Sortie des oubliettes

Il y a une trentaine d'années, Jean-Marie Choulet était professeur d'histoire et adjoint à la culture à la mairie de Gacé. À l'occasion d'un spectacle sur les personnages illustres liés à la région de Gacé, il s'attarde sur le peintre Degas qui y passait ses vacances, La Comtesse de Ségur qui écrivit la plupart de ses œuvres non loin de là, à Aube, au Château des Nouettes et on lui parle de la Dame aux Camélias ! Et, c'est là qu'il redécouvre la vie courte, mais hors norme, de la vraie héroïne Marie Duplessis qui n'a rien à envier à la Marguerite d'Alexandre Dumas ou à la Violetta de Giuseppe Verdi. Quelle n'est pas sa surprise quand il se rend compte que son arrière-arrière petite-nièce (descendante de la sœur de Marie Duplessis, qui elle, n'a pas eu d'enfant) vit encore près de Gacé...

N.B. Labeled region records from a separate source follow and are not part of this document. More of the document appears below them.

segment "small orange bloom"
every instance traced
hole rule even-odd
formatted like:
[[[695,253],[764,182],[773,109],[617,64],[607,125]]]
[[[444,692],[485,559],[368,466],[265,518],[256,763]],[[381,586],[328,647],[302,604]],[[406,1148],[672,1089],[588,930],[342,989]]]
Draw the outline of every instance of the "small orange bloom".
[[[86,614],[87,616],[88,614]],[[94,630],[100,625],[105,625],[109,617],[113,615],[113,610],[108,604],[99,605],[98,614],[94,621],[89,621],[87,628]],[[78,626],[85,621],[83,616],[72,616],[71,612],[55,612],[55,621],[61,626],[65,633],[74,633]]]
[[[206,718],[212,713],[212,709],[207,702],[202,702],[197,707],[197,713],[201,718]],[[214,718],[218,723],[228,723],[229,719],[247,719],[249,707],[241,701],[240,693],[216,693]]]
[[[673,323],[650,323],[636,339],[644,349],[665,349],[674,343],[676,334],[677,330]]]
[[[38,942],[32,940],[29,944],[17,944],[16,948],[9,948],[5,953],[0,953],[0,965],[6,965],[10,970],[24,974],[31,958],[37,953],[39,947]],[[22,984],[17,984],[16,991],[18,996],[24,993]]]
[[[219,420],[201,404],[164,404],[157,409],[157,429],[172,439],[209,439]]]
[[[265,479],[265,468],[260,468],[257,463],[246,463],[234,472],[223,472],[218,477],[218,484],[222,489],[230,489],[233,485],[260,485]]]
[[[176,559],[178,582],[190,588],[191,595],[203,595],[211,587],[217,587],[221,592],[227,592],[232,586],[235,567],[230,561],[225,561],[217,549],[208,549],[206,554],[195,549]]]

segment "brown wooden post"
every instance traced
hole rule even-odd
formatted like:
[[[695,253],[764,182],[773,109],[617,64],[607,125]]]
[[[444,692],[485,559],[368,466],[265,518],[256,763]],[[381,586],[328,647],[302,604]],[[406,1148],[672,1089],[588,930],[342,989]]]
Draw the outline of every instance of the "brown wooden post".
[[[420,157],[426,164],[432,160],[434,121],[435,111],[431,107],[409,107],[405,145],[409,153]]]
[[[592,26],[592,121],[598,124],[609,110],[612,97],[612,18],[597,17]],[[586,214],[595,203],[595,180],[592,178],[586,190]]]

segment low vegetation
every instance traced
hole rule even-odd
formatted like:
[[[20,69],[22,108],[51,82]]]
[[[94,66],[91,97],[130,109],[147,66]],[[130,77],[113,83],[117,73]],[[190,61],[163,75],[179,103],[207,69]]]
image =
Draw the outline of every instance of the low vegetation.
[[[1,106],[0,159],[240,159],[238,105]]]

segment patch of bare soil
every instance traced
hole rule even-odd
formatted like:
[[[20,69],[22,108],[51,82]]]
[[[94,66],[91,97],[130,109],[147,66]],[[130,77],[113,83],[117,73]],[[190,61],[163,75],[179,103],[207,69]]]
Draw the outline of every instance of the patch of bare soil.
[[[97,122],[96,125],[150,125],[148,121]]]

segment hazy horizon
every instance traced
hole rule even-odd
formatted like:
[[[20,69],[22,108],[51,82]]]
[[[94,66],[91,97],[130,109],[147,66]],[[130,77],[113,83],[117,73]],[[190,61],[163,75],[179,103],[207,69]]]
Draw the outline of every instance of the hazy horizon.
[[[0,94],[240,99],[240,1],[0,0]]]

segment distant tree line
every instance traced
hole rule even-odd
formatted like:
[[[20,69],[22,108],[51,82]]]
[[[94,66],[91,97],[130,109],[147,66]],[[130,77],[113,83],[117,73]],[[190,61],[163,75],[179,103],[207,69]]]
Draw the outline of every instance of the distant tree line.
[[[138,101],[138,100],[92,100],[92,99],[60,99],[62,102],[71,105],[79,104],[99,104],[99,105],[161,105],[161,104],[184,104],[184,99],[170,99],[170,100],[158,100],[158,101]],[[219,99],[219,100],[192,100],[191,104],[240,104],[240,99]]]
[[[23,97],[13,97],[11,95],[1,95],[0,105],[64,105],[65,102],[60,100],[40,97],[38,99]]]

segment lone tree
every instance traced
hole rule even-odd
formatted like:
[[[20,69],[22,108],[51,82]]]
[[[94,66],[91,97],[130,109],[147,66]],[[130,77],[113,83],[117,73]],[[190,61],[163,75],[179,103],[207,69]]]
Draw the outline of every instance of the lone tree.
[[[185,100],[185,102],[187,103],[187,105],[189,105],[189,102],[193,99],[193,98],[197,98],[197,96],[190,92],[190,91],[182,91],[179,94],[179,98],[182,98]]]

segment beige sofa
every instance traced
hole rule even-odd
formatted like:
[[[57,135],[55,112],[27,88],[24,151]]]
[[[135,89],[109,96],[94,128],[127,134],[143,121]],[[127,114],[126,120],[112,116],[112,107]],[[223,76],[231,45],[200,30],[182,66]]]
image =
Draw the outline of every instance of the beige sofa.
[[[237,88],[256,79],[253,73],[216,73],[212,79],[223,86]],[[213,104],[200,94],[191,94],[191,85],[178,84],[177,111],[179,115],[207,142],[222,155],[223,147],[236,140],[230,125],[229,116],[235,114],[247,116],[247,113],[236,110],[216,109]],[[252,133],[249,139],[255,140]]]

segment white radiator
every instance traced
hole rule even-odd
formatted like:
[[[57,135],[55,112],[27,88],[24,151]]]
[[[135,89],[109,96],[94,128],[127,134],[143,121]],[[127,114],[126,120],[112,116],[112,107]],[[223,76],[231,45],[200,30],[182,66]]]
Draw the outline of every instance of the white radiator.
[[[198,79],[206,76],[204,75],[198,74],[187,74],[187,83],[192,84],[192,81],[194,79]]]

Jean-Marie Choulet comprend assez vite pourquoi, alors que sa vie est devenue un best-seller et un opéra au XIXe siècle d'abord en France, et ensuite dans le monde entier, dans l'Orne, on a voulu oublier que cette courtisane adulée était née à Nonant-Le-Pin en 1824, "À l’époque ça ne se faisait pas !" .

Une jeune fille hors norme

Comment une petite fille née dans la misère ornaise en 1824 a-t-elle pu en moins d'un quart de siècle faire tourner les têtes du tout Paris ? À sa naissance, la sulfureuse Marie s'appelle encore Alphonsine Rose Plessis. Le destin est déjà farceur, avec celle qui sera connue non pour son goût des roses mais des camélias, car disait-elle selon la légende "ils n'ont pas d'odeurs". La prime enfance d'Alphonsine tient cependant plus des Misérables que des histoires de la Comtesse de Ségur. Son père est un pauvre colporteur ivrogne, lui-même fils illégitime d'une prostituée et d'un prêtre, violent avec sa famille. La mère d'Alphonsine s'échappe du foyer pour devenir bonne et meurt malheureusement quand Alphonsine n'a que six ans. Placée à différents endroits, elle arrive à Gacé à 14 ans pour travailler chez un marchand de parapluie. Elle se fait déjà remarquer partout où elle passe par sa grande beauté. Comme le raconte Jean-Marie Choulet, conservateur du Musée et auteur d'un ouvrage aux éditions Corlet "Promenades à Paris et en Normandie avec la Dame aux camélias " : "elle était hors norme, très fine, très brune, grande pour l'époque et différente des fermières de l'Orne souvent girondes".

Réalisant qu'il peut tirer avantage des charmes de sa fille, Marin Plessis emmène Alphonsine à la capitale. Elle a 15 ans et n'a plus que huit années devant elle...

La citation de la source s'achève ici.